Principle:OpenGVLab InternVL Transformer Decoder Architecture
| Knowledge Sources | |
|---|---|
| Domains | Language Model, Transformer Architecture, Attention Mechanism |
| Last Updated | 2026-02-07 14:00 GMT |
Overview
The decoder-only transformer architecture pattern used across multiple language model backends in InternVL, employing pre-norm residual connections, RoPE positional encoding, Grouped Query Attention (GQA), and gated SiLU MLPs for autoregressive language generation.
Description
InternVL supports multiple language model backbones (InternLM2, Phi-3, MPT) that share a common decoder-only transformer design pattern. This principle describes the architectural elements shared across these implementations:
Pre-Norm Residual Blocks: Each decoder layer applies RMSNorm before the attention and feedforward sublayers, with residual connections that add the sublayer output to the original input. This pre-norm design improves training stability compared to post-norm approaches.
Rotary Position Embeddings (RoPE): Position information is injected by rotating query and key vectors using sinusoidal frequency bases. Multiple scaling variants extend the effective context length: linear scaling (dividing positions by a factor), Dynamic NTK scaling (adjusting the frequency base), SU scaling (per-dimension short/long frequency factors), and YaRN scaling (logarithmic scaling factor).
Grouped Query Attention (GQA): Rather than the standard multi-head attention where each head has independent K, V projections, GQA shares key-value heads across groups of query heads. This reduces KV cache memory during inference.

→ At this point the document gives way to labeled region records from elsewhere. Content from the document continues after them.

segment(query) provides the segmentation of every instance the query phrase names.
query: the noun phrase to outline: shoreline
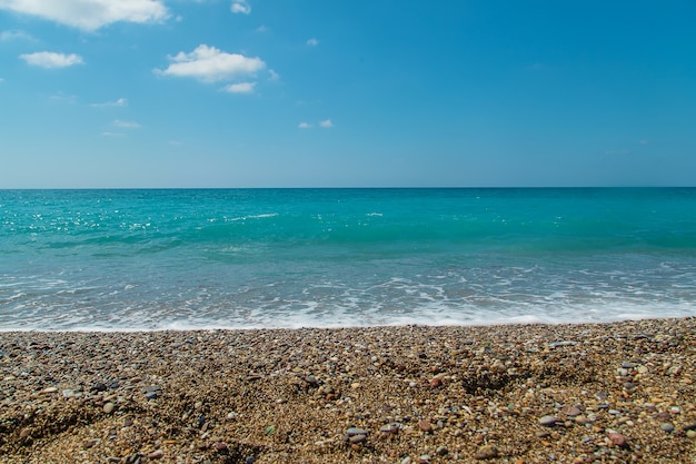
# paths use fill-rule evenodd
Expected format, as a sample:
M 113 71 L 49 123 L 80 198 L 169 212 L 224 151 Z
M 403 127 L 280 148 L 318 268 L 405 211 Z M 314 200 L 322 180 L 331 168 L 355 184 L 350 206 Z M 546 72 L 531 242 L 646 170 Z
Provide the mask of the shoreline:
M 2 332 L 0 381 L 0 463 L 696 458 L 694 317 Z

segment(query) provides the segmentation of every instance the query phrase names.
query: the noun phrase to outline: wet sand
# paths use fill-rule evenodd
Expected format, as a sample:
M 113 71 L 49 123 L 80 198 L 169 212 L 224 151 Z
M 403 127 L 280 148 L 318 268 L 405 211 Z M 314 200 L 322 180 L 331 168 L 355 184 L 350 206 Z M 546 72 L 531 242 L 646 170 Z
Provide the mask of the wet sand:
M 696 318 L 0 333 L 0 463 L 694 463 Z

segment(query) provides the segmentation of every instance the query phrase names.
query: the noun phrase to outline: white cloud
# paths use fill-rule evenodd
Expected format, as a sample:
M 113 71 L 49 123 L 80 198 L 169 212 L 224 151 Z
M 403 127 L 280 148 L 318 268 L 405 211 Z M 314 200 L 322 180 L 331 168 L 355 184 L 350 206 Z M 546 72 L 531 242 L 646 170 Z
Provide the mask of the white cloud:
M 59 102 L 70 103 L 70 105 L 78 101 L 78 98 L 74 95 L 67 95 L 63 92 L 53 93 L 52 96 L 49 97 L 49 99 L 51 99 L 52 101 L 59 101 Z
M 230 83 L 222 88 L 226 92 L 230 93 L 252 93 L 253 88 L 256 87 L 256 82 L 239 82 L 239 83 Z
M 20 55 L 19 58 L 27 61 L 31 66 L 40 66 L 41 68 L 67 68 L 73 65 L 81 65 L 82 57 L 70 53 L 54 53 L 52 51 L 38 51 L 36 53 Z
M 95 108 L 127 107 L 128 100 L 125 98 L 119 98 L 116 101 L 106 101 L 103 103 L 92 103 L 91 106 Z
M 139 125 L 138 122 L 136 122 L 136 121 L 123 121 L 123 120 L 121 120 L 121 119 L 116 119 L 116 120 L 112 122 L 112 126 L 113 126 L 113 127 L 120 127 L 120 128 L 122 128 L 122 129 L 139 129 L 140 127 L 142 127 L 142 126 L 140 126 L 140 125 Z
M 248 58 L 238 53 L 226 53 L 215 47 L 200 45 L 190 53 L 180 51 L 169 57 L 171 65 L 155 72 L 163 76 L 191 77 L 205 82 L 250 76 L 264 69 L 266 63 L 260 58 Z
M 232 1 L 231 9 L 232 9 L 232 12 L 235 14 L 237 14 L 237 13 L 249 14 L 251 12 L 251 6 L 246 0 L 235 0 L 235 1 Z
M 162 0 L 0 0 L 0 10 L 87 31 L 118 21 L 161 22 L 169 16 Z
M 0 0 L 0 8 L 2 0 Z M 24 31 L 20 31 L 20 30 L 8 30 L 8 31 L 2 31 L 0 33 L 0 41 L 9 41 L 9 40 L 29 40 L 29 41 L 34 41 L 36 39 L 31 36 L 29 36 L 27 32 Z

The extreme case is Multi-Query Attention (used in MPT) where all query heads share a single key-value head.
Gated MLP: The feedforward network uses the SwiGLU pattern: input is projected to an intermediate dimension through two parallel paths (gate and up-projection), the gate path applies a SiLU activation, the results are element-wise multiplied, and a down-projection reduces back to model dimension.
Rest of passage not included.